Performance Benchmarking — Hybrid Local-Cloud AI Architecture (Chapter 17)

Performance benchmarking quantifies gateway behavior under controlled conditions. Without benchmarks, optimization efforts lack direction and regression goes undetected. Systematic benchmarking provides the empirical foundation for capacity planning and performance engineering.
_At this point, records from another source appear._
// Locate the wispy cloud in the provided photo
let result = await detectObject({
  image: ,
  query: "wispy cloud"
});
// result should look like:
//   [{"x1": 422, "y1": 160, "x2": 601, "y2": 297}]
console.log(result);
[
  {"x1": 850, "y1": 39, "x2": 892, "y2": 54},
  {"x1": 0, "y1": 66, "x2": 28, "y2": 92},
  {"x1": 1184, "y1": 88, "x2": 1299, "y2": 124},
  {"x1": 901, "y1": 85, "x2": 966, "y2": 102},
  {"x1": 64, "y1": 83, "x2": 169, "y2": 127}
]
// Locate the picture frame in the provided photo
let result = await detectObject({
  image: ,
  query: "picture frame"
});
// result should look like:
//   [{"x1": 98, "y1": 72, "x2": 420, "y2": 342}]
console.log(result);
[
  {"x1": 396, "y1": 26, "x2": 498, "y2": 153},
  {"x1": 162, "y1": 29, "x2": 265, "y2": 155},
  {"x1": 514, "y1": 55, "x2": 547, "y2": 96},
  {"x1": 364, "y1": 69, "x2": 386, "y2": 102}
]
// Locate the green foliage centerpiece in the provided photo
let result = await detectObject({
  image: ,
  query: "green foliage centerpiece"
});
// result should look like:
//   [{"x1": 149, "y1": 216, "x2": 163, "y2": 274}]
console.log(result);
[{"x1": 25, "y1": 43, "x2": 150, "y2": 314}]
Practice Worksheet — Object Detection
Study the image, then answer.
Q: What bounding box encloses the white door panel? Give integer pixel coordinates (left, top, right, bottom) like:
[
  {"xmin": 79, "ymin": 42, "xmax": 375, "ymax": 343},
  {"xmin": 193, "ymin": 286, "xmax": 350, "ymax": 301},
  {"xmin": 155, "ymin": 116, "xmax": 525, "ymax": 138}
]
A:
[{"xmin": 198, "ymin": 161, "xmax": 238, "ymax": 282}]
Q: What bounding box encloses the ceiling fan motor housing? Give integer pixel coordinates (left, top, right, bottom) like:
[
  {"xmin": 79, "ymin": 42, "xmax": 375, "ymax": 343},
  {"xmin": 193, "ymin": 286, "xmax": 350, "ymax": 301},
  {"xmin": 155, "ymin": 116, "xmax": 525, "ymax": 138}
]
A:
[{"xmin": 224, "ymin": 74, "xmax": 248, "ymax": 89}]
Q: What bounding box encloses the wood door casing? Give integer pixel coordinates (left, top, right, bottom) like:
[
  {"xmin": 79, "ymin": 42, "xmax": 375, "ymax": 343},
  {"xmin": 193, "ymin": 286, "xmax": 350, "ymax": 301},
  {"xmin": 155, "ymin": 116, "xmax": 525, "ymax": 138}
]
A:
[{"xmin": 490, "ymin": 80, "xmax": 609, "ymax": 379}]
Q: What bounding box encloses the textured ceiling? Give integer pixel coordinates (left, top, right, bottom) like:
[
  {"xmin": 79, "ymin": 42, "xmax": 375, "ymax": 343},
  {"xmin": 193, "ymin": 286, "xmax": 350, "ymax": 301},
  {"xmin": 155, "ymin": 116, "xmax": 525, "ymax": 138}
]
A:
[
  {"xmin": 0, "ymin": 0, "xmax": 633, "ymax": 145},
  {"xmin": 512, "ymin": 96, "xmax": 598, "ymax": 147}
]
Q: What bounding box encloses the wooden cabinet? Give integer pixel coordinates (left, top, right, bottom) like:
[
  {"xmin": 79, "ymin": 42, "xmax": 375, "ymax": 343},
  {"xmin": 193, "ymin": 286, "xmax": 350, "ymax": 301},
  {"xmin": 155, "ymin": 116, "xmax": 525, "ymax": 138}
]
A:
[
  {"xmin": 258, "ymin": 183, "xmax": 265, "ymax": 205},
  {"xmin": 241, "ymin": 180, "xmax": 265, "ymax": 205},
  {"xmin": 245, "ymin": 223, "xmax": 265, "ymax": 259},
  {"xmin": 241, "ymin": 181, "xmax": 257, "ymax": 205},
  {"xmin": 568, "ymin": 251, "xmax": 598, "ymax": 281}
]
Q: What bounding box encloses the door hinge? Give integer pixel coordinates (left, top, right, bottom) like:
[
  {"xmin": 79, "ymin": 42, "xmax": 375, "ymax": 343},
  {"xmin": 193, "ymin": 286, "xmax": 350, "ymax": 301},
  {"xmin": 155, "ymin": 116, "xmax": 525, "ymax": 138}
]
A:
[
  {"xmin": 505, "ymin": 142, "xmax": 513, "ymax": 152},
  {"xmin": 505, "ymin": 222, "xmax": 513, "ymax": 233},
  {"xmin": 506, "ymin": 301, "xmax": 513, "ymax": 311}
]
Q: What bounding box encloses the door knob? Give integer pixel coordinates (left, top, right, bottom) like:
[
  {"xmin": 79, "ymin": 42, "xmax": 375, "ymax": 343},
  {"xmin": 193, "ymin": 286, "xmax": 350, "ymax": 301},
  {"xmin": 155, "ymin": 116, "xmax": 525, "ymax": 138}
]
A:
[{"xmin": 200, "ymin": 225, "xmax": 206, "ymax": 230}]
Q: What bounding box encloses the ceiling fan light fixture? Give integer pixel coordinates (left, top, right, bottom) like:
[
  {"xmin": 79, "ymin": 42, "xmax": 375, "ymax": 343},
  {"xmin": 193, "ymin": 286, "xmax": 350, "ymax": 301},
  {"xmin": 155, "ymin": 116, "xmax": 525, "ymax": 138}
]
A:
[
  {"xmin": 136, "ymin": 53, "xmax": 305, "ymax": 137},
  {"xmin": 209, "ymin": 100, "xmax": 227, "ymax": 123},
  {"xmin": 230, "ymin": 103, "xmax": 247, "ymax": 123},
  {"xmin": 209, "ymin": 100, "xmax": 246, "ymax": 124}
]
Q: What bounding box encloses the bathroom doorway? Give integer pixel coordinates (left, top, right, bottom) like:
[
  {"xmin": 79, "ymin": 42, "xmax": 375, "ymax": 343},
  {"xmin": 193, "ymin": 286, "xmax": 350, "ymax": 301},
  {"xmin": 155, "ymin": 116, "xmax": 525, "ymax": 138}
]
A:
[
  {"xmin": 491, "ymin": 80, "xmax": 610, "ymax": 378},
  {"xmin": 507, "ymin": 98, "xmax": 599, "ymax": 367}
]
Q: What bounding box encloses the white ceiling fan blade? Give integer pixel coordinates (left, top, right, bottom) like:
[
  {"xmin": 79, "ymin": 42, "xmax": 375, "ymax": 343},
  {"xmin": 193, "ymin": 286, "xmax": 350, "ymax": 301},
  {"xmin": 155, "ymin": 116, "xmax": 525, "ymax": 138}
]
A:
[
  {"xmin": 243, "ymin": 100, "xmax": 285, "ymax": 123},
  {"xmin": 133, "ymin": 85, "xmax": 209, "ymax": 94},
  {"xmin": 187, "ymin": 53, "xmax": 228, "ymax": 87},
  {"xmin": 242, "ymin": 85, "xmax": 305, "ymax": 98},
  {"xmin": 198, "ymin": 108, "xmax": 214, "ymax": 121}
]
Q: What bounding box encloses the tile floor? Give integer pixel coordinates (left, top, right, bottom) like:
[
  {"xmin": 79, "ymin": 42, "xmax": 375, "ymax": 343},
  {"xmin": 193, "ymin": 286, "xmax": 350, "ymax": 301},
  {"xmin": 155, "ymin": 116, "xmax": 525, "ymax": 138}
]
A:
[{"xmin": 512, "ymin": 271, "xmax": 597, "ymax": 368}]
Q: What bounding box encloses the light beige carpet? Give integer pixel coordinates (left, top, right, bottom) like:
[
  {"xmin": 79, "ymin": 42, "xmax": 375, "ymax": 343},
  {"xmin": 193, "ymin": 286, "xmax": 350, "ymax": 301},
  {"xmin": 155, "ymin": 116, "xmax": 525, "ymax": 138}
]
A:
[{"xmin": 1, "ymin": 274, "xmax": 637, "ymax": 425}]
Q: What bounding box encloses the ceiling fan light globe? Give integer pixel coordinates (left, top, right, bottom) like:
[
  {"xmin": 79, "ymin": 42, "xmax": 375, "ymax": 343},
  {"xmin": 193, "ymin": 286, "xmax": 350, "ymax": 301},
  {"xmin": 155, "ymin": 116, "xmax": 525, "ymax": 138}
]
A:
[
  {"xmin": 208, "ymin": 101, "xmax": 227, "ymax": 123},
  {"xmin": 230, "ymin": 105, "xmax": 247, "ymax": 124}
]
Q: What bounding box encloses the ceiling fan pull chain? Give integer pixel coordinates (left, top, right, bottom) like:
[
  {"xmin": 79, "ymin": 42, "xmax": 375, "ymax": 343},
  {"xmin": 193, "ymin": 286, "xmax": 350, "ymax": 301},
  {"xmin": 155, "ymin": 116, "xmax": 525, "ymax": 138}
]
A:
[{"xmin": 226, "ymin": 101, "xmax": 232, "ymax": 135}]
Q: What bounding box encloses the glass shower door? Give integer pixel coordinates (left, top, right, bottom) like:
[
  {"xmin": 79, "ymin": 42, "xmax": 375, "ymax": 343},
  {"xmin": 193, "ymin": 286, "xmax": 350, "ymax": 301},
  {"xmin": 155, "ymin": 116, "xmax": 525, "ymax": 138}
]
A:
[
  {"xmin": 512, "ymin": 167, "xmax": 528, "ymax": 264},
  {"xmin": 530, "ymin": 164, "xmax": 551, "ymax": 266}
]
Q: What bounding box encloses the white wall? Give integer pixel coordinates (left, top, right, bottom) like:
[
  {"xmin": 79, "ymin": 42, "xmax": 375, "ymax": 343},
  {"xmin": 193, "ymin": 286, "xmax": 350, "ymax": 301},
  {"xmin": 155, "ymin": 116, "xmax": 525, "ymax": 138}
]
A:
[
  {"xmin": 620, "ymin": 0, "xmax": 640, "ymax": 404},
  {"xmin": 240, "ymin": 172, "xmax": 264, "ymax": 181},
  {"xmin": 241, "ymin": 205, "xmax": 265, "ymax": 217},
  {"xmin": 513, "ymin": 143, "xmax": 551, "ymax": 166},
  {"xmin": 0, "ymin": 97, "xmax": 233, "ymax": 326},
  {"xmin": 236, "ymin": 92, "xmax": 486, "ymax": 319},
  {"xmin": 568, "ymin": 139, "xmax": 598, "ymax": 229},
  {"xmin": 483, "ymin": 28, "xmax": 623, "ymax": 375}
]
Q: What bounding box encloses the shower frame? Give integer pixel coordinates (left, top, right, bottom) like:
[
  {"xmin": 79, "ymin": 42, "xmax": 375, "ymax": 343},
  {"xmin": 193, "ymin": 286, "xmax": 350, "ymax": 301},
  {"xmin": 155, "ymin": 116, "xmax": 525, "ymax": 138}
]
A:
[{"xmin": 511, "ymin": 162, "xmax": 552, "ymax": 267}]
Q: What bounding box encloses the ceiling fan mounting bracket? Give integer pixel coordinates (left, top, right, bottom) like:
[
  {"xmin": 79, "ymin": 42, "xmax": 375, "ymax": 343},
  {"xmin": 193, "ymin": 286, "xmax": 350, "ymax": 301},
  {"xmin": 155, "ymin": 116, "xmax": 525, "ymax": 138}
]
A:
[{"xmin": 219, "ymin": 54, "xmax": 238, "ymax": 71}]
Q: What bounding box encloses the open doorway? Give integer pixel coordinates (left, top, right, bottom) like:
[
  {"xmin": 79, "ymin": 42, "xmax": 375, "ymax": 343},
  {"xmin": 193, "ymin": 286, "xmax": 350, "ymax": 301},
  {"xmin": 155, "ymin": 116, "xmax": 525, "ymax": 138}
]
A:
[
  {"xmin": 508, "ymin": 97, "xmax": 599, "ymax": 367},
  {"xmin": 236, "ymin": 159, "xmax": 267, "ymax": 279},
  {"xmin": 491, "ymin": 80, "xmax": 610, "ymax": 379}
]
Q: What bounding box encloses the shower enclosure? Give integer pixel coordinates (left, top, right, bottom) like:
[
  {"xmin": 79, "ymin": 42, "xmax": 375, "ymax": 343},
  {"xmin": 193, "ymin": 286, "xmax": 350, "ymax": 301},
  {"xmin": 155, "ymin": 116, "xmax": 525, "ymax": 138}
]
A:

Benchmark design requires workload characterization. Real traffic patterns inform test scenarios—request size distributions, concurrent load patterns, and model preference ratios. Synthetic benchmarks generate reproducible results but may not reflect production behavior. Hybrid approaches combine recorded traffic replay with synthetic stress testing.

import asyncio
from dataclasses import dataclass
from typing import Callable
import time

@dataclass
class BenchmarkResult:
    name: str
    total_requests: int
    successful: int
    failed: int
    p50_latency_ms: float
    p95_latency_ms: float
    p99_latency_ms: float
    throughput_rps: float

class BenchmarkRunner:
    def __init__(self, gateway: GatewayClient, config: BenchmarkConfig):
        self.gateway = gateway
        self.config = config
        self.results: list[BenchmarkResult] = []
    
    async def run_concurrent_benchmark(
        self, name: str, 
        workload: list[WorkloadRequest],
        concurrency: int
    ) -> BenchmarkResult:
        latencies: list[float] = []
        errors: int = 0
        
        semaphore = asyncio.Semaphore(concurrency)
        
        async def process_request(req: WorkloadRequest):
            async with semaphore:
                start = time.perf_counter()
                try:
                    await self.gateway.inference(req)
                    latency = (time.perf_counter() - start) * 1000
                    latencies.append(latency)
                except Exception:
                    nonlocal errors
                    errors += 1
        
        await asyncio.gather(*[process_request(r) for r in workload])
        
        latencies.sort()
        return BenchmarkResult(
            name=name,
            total_requests=len(workload),
            successful=len(latencies),
            failed=errors,
            p50_latency_ms=latencies[len(latencies)//2] if latencies else 0,
            p95_latency_ms=latencies[int(len(latencies)*0.95)] if latencies else 0,
            p99_latency_ms=latencies[int(len(latencies)*0.99)] if latencies else 0,
            throughput_rps=len(latencies) / self.config.duration_seconds
        )
    
    async def run_comparison(self, requests: list[WorkloadRequest],
                             providers: list[str]) -> dict[str, BenchmarkResult]:
        results = {}
        for provider in providers:
            self.gateway.set_provider(provider)
            result = await self.run_concurrent_benchmark(
                f"{provider}_benchmark",
                requests,
                self.config.concurrency
            )
            results[provider] = result
        return results

Benchmark runners should execute regularly—nightly at minimum—in CI/CD pipelines. Results compare against historical baselines; regressions trigger alerts before deployment. Long-running benchmark trends reveal performance degradation that accumulates gradually.

Local verification checkpoint

Run the smallest example from this chapter in a local workspace and record the package version, runtime, data path, and observed output. If the result depends on model size, vector count, CPU/GPU backend, or available memory, note that constraint beside the exercise so the lesson remains reproducible.